# #OneChipChallenge



## chilerelleno (Oct 15, 2020)

Paqui has their One Chip Challenge back in-stock and for sale.
They're seldom available and usually sell out quickly.

Being the Chilehead that I am, I just grabbed a few boxes.
At $11. shipped a chip it's expensive, but what the hell you can't take it with you.

And yes, I'll be eating them! 
And yes, it'll be videoed for your enjoyment.

Now here's the deal.
Who wants one?
I'll send a #OneChipChallenge to one adventuresome  member who'll agree to eat it on video, with nothing to eat or drink with it for a minimum five minutes.
Video must be sent to me for posting on YouTube, and will be shared here in the forums.








> The year the #OneChipChallenge is back, with a vengeance. It's our spiciest lineup ever featuring the world's hottest pepper, the Carolina Reaper, along with a NEW one-two punch from Scorpion Pepper and Sichuan Peppercorn. Your taste buds will be begging you to tap out. Do you have what it takes to go head to head with the Reaper? Take the #OneChipChallenge if you dare...


Please don't agree and then flake out on the terms of the agreement as this isn't sponsored by anyone but myself.


----------



## gmc2003 (Oct 15, 2020)

What is the chip? 

Chris


----------



## SmokinVOLfan (Oct 15, 2020)

I did this last year and my step son and his friends just did it again last weekend. Have fun! Look forward to seeing the videos.


----------



## chopsaw (Oct 15, 2020)

No thanks . I have the reaper powder I got from Richie . Love the stuff in the right amount . Great for dried beef . When I first got it I stuck my finger in and had a taste . 
Like said ,, no thanks , but I will be watching .


----------



## GaryHibbert (Oct 15, 2020)

Outa my league, John.  But I'll be waiting for the video.  
Gary


----------



## chilerelleno (Oct 15, 2020)

gmc2003 said:


> What is the chip?
> 
> Chris


Satan's hatred of your Heavenly Father.


----------



## gmc2003 (Oct 15, 2020)

chilerelleno said:


> Satan's hatred of your Heavenly Father.




I'm an atheist 

Chris


----------



## chilerelleno (Oct 15, 2020)

gmc2003 said:


> I'm an atheist
> 
> Chris


In that case you've nothing to fear.



> The year the #OneChipChallenge is back, with a vengeance.
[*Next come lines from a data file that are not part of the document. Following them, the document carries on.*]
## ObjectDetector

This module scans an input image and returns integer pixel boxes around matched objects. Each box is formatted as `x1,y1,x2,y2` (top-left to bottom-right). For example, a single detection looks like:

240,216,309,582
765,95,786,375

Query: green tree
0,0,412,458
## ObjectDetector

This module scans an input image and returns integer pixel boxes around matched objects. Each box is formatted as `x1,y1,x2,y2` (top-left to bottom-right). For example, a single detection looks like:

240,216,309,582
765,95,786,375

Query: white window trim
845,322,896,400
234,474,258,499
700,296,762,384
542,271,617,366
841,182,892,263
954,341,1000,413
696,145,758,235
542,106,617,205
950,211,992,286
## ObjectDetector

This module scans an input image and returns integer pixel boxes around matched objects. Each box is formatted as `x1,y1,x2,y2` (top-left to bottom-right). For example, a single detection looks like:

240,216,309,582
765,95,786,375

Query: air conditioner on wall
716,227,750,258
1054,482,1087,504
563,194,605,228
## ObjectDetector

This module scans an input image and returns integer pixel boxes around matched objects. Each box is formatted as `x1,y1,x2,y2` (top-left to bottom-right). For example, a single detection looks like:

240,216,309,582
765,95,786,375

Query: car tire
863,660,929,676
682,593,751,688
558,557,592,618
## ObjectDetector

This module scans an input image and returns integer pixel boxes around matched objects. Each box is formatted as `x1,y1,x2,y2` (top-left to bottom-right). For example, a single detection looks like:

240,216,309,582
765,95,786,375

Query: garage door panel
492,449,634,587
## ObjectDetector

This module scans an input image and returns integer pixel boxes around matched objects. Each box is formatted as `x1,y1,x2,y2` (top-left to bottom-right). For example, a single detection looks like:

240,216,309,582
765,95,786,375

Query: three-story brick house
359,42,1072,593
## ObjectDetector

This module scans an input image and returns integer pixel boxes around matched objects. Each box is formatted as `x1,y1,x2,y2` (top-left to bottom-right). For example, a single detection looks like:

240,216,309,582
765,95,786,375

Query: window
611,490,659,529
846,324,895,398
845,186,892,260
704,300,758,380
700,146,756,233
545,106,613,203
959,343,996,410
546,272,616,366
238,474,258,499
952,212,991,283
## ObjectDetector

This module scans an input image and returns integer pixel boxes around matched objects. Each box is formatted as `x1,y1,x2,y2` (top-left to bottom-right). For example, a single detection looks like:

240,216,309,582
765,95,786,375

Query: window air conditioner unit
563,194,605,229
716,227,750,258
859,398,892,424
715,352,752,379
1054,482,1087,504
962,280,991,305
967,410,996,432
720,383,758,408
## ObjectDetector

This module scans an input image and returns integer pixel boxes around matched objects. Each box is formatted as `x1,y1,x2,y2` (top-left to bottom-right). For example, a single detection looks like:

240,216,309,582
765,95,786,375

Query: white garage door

It's our spiciest lineup ever featuring the world's hottest pepper, the Carolina Reaper, along with a NEW one-two punch from Scorpion Pepper and Sichuan Peppercorn. Your taste buds will be begging you to tap out. Do you have what it takes to go head to head with the Reaper? Take the #OneChipChallenge if you dare...


----------



## gmc2003 (Oct 15, 2020)

Thanks, 



I'm not very photogenic and our video camera doesn't have a wide enough angle lens to capture me doing it. Besides I don't want to scare away anyone who watched the video. Remember the song Video killed the radio star. Well in this case you could substitute SMF members.  So I'll pass.

Chris


----------



## HalfSmoked (Oct 15, 2020)

Like hot but no challenge here chili.

Yup peep peep peep.   

Warren


----------



## 73saint (Oct 15, 2020)

I'm down!  I'll even trade you one of my fresh home grown Peach Reapers which are ripening now.  I ate my first one yesterday and my gut is still on fiya!


----------



## zwiller (Oct 15, 2020)

I don't stay on top of it but thought the reaper was dethroned?  My family think I'm nuts with the spicy stuff I eat but it's nothing like reaper level.  I could get it down and would be funny especially the 5m wait but my concern is more about the next day...  Thanks but no thanks but oh yeah totally watching!


----------



## chilerelleno (Oct 15, 2020)

73saint said:


> I'm down!  I'll even trade you one of my fresh home grown Peach Reapers which are ripening now.  I ate my first one yesterday and my gut is still on fiya!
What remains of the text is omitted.